Motion capture is an awkward technology—not only is it costly, but actors and others who use it have to don a skintight suit and have sensors hooked up all over their body. Then there’s the added constraints of time, and having to be in a specifically-built motion-capture studio. But Sony’s brand new Mocopi technology is bringing motion capture to our living rooms, enabling every-day folk, content creators and metaverse enthusiasts to take advantage of the tech to control digital avatars and express themselves in a new virtual way.
Mocopi’s Capturing the Future
A play on the term "motion capture," Mocopi is a device that lets you use your smartphone to accurately measure and map motions. Instead of using expensive equipment or operators, all you need are six sensors and the Mocopi app, also created by Sony. One big advantage of this device is that you don't have to worry about geographic limitations, an uncomfortable mocap suit or being short on time.
According to Sony, the technology is highly accurate at recording and relaying even the finest of movements, and with only six, color-coded sensors in total, Mocopi is likely to be a good step towards making the tech ubiquitously available.

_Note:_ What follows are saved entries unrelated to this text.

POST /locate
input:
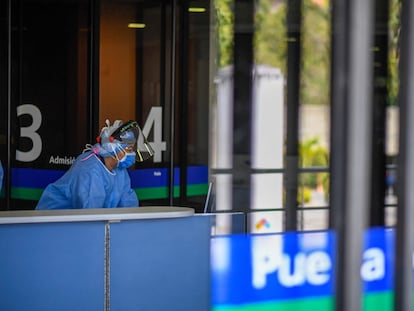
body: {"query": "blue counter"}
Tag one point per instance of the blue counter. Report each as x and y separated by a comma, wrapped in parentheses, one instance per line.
(148, 258)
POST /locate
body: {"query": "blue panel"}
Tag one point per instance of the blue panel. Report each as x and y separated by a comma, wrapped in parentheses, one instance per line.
(34, 178)
(154, 177)
(52, 266)
(197, 175)
(161, 264)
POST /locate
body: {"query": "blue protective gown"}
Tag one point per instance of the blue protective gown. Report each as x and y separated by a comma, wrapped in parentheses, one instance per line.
(89, 184)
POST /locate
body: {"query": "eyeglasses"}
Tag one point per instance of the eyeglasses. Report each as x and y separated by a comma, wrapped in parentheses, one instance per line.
(129, 148)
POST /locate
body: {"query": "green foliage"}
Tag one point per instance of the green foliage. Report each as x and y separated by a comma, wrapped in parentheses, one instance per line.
(393, 56)
(270, 44)
(225, 31)
(312, 154)
(304, 195)
(316, 39)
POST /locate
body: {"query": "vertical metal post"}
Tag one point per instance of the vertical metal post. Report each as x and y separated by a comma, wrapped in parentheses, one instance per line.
(377, 210)
(358, 152)
(405, 211)
(294, 16)
(243, 64)
(339, 115)
(172, 98)
(7, 168)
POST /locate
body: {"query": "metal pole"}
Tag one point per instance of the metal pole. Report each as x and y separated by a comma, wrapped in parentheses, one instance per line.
(172, 94)
(358, 153)
(405, 210)
(294, 16)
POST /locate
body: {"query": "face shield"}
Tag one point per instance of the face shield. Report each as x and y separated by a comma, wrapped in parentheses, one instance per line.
(131, 136)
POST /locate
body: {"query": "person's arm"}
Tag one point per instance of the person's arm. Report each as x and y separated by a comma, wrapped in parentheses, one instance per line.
(88, 190)
(1, 175)
(128, 198)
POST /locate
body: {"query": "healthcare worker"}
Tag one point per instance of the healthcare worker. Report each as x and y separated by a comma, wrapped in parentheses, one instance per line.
(99, 178)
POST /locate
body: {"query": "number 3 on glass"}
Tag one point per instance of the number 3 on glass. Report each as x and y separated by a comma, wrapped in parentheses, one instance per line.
(30, 132)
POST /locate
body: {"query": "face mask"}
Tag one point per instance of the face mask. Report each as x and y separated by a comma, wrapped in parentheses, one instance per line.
(127, 161)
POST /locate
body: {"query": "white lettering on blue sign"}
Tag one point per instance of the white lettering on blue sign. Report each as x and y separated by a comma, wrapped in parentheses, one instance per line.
(314, 268)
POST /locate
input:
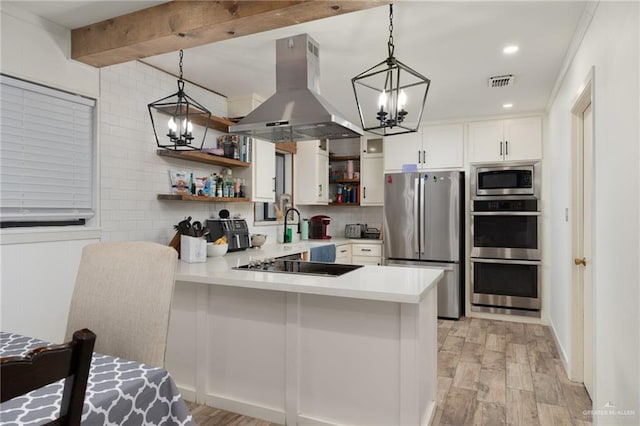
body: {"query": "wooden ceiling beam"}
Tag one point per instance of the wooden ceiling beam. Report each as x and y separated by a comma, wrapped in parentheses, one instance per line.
(176, 25)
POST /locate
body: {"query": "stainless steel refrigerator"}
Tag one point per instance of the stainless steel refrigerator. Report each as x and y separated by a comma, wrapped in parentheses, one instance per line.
(424, 227)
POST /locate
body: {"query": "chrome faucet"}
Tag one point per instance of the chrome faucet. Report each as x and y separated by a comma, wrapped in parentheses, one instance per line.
(286, 213)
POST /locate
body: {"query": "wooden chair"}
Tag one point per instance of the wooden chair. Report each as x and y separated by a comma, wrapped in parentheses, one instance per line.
(48, 364)
(123, 293)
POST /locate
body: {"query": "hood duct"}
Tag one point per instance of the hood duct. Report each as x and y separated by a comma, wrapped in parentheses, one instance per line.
(296, 111)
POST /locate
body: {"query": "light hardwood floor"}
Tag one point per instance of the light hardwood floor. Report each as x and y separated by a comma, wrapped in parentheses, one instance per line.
(489, 373)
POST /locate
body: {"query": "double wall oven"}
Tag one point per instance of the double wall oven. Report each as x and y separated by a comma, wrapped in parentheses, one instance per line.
(505, 229)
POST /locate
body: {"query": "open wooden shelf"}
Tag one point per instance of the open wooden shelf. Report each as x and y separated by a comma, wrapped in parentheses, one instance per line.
(202, 157)
(186, 197)
(345, 181)
(344, 157)
(344, 204)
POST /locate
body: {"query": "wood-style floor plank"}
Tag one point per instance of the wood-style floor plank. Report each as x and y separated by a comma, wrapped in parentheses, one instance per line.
(489, 373)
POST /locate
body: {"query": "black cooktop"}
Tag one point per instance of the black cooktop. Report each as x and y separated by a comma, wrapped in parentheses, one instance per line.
(299, 267)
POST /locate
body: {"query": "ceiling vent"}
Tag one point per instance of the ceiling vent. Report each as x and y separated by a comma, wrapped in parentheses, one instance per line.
(501, 80)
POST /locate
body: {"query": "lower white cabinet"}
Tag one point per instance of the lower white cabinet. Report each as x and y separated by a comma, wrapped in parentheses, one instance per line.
(366, 254)
(343, 253)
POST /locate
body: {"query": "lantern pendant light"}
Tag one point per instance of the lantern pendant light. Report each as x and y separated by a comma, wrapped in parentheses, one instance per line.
(186, 120)
(390, 96)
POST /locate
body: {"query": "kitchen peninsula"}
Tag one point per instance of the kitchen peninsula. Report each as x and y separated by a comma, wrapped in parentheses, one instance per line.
(357, 349)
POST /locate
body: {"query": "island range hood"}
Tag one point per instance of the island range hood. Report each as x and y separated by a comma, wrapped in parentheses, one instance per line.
(296, 111)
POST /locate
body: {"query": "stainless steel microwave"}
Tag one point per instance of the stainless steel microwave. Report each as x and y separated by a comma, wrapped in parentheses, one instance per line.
(504, 179)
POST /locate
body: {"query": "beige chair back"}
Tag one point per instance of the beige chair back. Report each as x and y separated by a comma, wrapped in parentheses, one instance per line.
(123, 293)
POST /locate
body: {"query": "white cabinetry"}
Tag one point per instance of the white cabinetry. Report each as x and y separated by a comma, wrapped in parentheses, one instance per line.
(366, 254)
(311, 181)
(505, 140)
(263, 176)
(343, 253)
(443, 146)
(431, 147)
(372, 172)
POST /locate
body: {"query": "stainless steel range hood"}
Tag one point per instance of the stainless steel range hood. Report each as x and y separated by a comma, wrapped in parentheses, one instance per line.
(296, 111)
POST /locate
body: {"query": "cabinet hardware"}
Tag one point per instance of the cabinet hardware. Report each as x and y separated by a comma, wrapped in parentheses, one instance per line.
(580, 261)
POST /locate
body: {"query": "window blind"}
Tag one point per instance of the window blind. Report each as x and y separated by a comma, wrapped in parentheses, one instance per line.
(46, 153)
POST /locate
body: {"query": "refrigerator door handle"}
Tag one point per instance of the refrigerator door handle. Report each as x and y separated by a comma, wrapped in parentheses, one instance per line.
(416, 214)
(422, 212)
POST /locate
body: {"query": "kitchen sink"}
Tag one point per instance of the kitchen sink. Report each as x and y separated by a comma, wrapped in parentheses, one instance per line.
(299, 267)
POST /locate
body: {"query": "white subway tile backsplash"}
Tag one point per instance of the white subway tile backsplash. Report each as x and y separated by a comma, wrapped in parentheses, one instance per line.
(132, 174)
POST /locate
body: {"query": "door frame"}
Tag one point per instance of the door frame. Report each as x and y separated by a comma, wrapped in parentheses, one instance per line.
(583, 99)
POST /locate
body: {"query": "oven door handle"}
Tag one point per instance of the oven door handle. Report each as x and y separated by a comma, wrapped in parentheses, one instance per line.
(506, 213)
(506, 261)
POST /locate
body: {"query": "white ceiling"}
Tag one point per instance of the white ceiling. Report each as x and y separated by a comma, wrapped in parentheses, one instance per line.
(458, 45)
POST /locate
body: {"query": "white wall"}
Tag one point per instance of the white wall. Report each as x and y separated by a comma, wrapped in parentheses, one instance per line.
(39, 266)
(611, 46)
(131, 173)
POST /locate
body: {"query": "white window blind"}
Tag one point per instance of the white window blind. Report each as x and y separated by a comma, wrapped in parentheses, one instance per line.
(46, 153)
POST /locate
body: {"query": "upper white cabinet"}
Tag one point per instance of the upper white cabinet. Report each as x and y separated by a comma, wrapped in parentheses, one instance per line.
(372, 172)
(263, 173)
(311, 178)
(431, 147)
(443, 146)
(505, 140)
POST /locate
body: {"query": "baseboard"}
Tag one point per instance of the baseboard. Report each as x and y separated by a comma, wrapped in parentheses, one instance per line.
(428, 414)
(188, 394)
(273, 415)
(561, 352)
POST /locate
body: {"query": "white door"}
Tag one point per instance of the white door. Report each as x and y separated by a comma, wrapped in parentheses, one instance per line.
(587, 281)
(263, 166)
(372, 181)
(402, 149)
(523, 139)
(486, 141)
(443, 146)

With no wires or edge hardware beyond a phone needed, Mocopi will surely make mocap available to the masses—and for the low price of less than $400, this symbolizes the next step in virtual-physical interactions through giving users a relatively cheap and easy way to be able to control their virtual avatars in platforms like VRChat and more. We might even see the tech employed by virtual popstars to give holographic concerts from the comfort of their own homes.
A Mocap SDK For the Metaverse
On December 15th, Sony will provide an SDK through linking Mocopi with metaverse services, including game engine Unity and mocap app MotionBuilder, allowing users to expand the use of motion data for activities such as full-body tracking. To begin with, Mocopi will also be fully compatible with Meta’s Quest, one of the most popular VR headsets.
The SDK will amplify the potential use cases of motion data for different activities beyond just full-body tracking, potentially allowing the tech to work with software in new areas related to physical fitness and more—perhaps in a few years we could see Mocopi in our local gyms, relaying data to an app that feeds back information about our lifting form.
Mocopi sensors are easily paired to the app and strapped to the body in an uninvasive way, making use of bluetooth to connect to your phone. Once set up, you'll be able to see your in-app avatar reflect exactly what you're doing. The Mocopi is being designed for people interested in the metaverse as well as animators and filmmakers. Sony says they will be available in mid-December 2022 and they should be released in late January 2023, though there’s no word on the availability for North America just yet, it’s safe to expect more news next year.